As soon as you start demonstrating that value to your business, the investment gets justified, and you can start expanding on top of that. So, my recommendation would be to start small, use the right tools, and watch as your MVP grows into something truly remarkable.
Data Observability: What Lies Ahead
Data stacks oversee the well-being of our data through a set of multiple tools—quality, observability, and governance. Can there be an all-encompassing solution to monitoring data health? A single solution that includes a confluence of data quality, observability, and governance?
My foresight is no. Think of this situation as a library:
- Data governance sets policies and rules to dictate how books are acquired, stored, and used.
- Observability ensures books are present with proper labeling and categorization, and ensuring they are available to patrons.
- Data quality maintains certain standards of book quality and relevance to the library’s collection.
These three functions work together to ensure that a patron can access the books they need while maintaining the integrity of the library’s collection. Separate but synergistic.
Most people often mistakenly perceive data observability as a mere monitoring and notification system. However, its true power lies in the ability to operationalize your pipeline. Currently, most pipelines lack intelligence, making it challenging to leverage their full potential.

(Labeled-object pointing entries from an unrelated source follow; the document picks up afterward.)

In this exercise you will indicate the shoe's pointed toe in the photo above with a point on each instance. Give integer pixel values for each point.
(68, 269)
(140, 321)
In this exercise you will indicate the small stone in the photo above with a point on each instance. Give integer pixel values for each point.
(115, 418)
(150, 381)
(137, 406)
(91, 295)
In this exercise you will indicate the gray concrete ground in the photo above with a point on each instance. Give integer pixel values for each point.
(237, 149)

In the future, data observability is going to power everything related to data quality and pipeline orchestration. This includes metrics that automatically classify data quality and provide insights. I also feel that a new breed of data quality product managers will emerge as a result, which will play a crucial role in organizations that focus on KPIs and visibility in data quality. Up until now, that was like an underserved area, but I’m already starting to see a shift within companies, where roles with a keen eye for observability are blooming.
Despite these promising developments, we have barely scratched the surface of the possibilities that lie ahead. The truth is the success of many initiatives hinges on the robustness of our data observability.
As we look ahead to the future of modern data stacks, data observability will become a vital driving force. By embracing and maximizing the potential of data observability, we can create a world where data quality is paramount, leading to groundbreaking discoveries that can change our lives for the better.